Pero el renegado, viendo el peligro en que estábamos, y lo mucho que le
importaba salir con aquella empresa antes de ser sentido, con grandísima
presteza, subió donde Agi Morato estaba, y juntamente con él fueron algunos
de nosotros; que yo no osé desamparar a la Zoraida, que como desmayada se
había dejado caer en mis brazos. En resolución, los que subieron se dieron
tan buena maña que en un momento bajaron con Agi Morato, trayéndole atadas
las manos y puesto un pañizuelo en la boca, que no le dejaba hablar
palabra, amenazándole que el hablarla le había de costar la vida. Cuando su
hija le vio, se cubrió los ojos por no verle, y su padre quedó espantado,
ignorando cuán de su voluntad se había puesto en nuestras manos. Mas,
entonces siendo más necesarios los pies, con diligencia y presteza nos
pusimos en la barca; que ya los que en ella habían quedado nos esperaban,
temerosos de algún mal suceso nuestro.

»Apenas serían dos horas pasadas de la noche, cuando ya estábamos todos en
la barca, en la cual se le quitó al padre de Zoraida la atadura de las
manos y el paño de la boca; pero tornóle a decir el renegado que no hablase
palabra, que le quitarían la vida. Él, como vio allí a su hija, comenzó a
suspirar ternísimamente, y más cuando vio que yo estrechamente la tenía
abrazada, y que ella sin defender, quejarse ni esquivarse, se estaba queda;
pero, con todo esto, callaba, porque no pusiesen en efeto las muchas
amenazas que el renegado le hacía. Viéndose, pues, Zoraida ya en la barca,
y que queríamos dar los remos al agua, y viendo allí a su padre y a los
demás moros que atados estaban, le dijo al renegado que me dijese le
hiciese merced de soltar a aquellos moros y de dar libertad a su padre,
porque antes se arrojaría en la mar que ver delante de sus ojos y por causa
suya llevar cautivo a un padre que tanto la había querido. El renegado me
lo dijo; y yo respondí que era muy contento; pero él respondió que no
convenía, a causa que, si allí los dejaban apellidarían luego la tierra y
alborotarían la ciudad, y serían causa que saliesen a buscallos con algunas
fragatas ligeras, y les tomasen la tierra y la mar, de manera que no
pudiésemos escaparnos; que lo que se podría hacer era darles libertad en
llegando a la primera tierra de cristianos.
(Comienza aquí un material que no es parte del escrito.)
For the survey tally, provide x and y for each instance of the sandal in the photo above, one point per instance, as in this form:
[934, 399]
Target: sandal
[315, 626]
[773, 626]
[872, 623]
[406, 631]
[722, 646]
En este parecer venimos todos,
y Zoraida, a quien se le dio cuenta, con las causas que nos movían a no
hacer luego lo que quería, también se satisfizo; y luego, con regocijado
silencio y alegre diligencia, cada uno de nuestros valientes remeros tomó
su remo, y comenzamos, encomendándonos a Dios de todo corazón, a navegar la
vuelta de las islas de Mallorca, que es la tierra de cristianos más cerca.

»Pero, a causa de soplar un poco el viento tramontana y estar la mar algo
picada, no fue posible seguir la derrota de Mallorca, y fuenos forzoso
dejarnos ir tierra a tierra la vuelta de Orán, no sin mucha pesadumbre
nuestra, por no ser descubiertos del lugar de Sargel, que en aquella costa
cae sesenta millas de Argel. Y, asimismo, temíamos encontrar por aquel
paraje alguna galeota de las que de ordinario vienen con mercancía de
Tetuán, aunque cada uno por sí, y todos juntos, presumíamos de que, si se
encontraba galeota de mercancía, como no fuese de las que andan en corso,
que no sólo no nos perderíamos, mas que tomaríamos bajel donde con más
seguridad pudiésemos acabar nuestro viaje. Iba Zoraida, en tanto que se
navegaba, puesta la cabeza entre mis manos, por no ver a su padre, y sentía
yo que iba llamando a Lela Marién que nos ayudase.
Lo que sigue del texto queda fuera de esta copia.